Nini's Welt

Special Agent Sissi und Dr. Love in Rom


Die Ewige Stadt…
…tja, spontane Ausflüge sind einfach die besten! Da bin ich doch am Mittwoch morgen in aller Frühe mit meinem Privatwachtmeister in das neue Zuhause vom Ratzingers Benedikt gefliegt. Um drei sind wir aufgestanden und saßen pünktlich um zwanzig nach 6 im Flieger, wo uns die hervorragend geschulten Ryanair-Flugbegleiterinnen total freundlich und überhaupt gar nicht ungepflegt liebevoll umsorgten. Carolina, unsere italienische Lieblings-Stewardeuse, hatte die verantwortungsvolle Aufgabe, die Borddurchsagen zu machen – blöd nur, dass die Gute gar kein Englisch konnte, es aber verhängnisvollerweise versuchte – Ohrenkrebs schon am frühen Morgen.
Nun denn, in Rom suchten wir uns dann eine Unterkunft, was sich aus drei Gründen schwierig gestaltete. 1. Nächste Woche ist Ostern – die Stadt ist voll – ergo: Hotels oft ausgebucht. 2. Wir = arme junge Leute; Hotels mit 4 Sternen = zu teuer. 3. Wir = Rucksack bzw. Traveller-Jacken-Träger = falsches Klientel. Nun denn – wir fanden dann aber doch eine Unterkunft in sehr zentraler Lage, bezahlbar und sauber, mit dem klangvollen Namen “Hotel Luxor”.
Die Sehenswürdigkeiten, die wir von unserer Absteige aus besichtigten alle aufzuzählen wäre wohl müßig – es sei nur gesagt: Es ist ein Wunder, dass wir nach all den in diesen drei Tagen gemessenen Kilometern statt Füßen nicht nur noch Stümpfe am Ende unserer Beine haben. Beim Durchstehen der Fußpein half uns ausserdem reichlich Bier. Am ersten Abend diente es uns ausserdem als Abendessen, da wir in einem Restaurant für ein großes und ein kleines Bier unfassbare 18 Euro (!!) bezahlen mussten. Dies war uns eine Lehre. Das Bier aus dem Sparmarkt gegenüber war mit 2 Euro für den Dreierpack unwesentlich billiger.

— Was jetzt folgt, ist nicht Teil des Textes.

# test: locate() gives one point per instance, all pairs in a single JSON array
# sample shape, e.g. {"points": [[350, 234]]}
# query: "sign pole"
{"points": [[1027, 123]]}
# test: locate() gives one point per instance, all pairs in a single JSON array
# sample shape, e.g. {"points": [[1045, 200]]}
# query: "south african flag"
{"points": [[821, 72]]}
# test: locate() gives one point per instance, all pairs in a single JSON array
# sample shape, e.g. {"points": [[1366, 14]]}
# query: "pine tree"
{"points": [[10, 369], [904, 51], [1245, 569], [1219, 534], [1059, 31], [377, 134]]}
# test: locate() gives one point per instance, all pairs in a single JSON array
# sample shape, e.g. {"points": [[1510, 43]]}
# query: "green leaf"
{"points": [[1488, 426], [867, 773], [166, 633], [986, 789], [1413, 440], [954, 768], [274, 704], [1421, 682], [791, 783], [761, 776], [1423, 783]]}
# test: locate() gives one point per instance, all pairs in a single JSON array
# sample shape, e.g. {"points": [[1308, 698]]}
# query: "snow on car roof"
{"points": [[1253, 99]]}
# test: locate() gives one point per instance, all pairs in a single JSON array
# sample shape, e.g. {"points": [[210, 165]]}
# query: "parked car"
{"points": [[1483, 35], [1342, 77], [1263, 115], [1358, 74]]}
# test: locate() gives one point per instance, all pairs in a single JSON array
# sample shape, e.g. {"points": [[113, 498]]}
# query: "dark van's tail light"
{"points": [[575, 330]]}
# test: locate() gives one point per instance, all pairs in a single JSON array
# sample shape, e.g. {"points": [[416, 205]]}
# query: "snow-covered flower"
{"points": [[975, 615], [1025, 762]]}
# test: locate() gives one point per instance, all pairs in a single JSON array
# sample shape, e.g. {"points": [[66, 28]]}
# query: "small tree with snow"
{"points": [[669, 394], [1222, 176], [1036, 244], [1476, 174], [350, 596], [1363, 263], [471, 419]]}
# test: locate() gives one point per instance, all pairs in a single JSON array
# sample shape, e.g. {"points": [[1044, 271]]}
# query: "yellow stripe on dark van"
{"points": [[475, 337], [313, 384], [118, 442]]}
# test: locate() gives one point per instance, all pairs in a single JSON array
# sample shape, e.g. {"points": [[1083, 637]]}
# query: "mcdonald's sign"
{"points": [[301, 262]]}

Nun denn, Rom war jedenfalls total voll – überall nur Schulklassen, Gruppenreisen und ganz viele Pärchen. Rom vor Ostern – nicht zu empfehlen! Viele Bauwerke waren baustellentechnisch eingetütet, die Stadt ist brechend voll – man muss häufig anstehen, um Besichtigungen machen zu können. Als meine Eltern und ich vor einigen Jahren den Petersdom besichtigt haben, da waren die einzigen Kontrollen die der angemessenen Kleidung. Heute muss man eine halbe Stunde anstehen, um durch die Metalldetektoren geschleust zu werden. Aber die Innenansicht entschädigt natürlich für die Wartezeit!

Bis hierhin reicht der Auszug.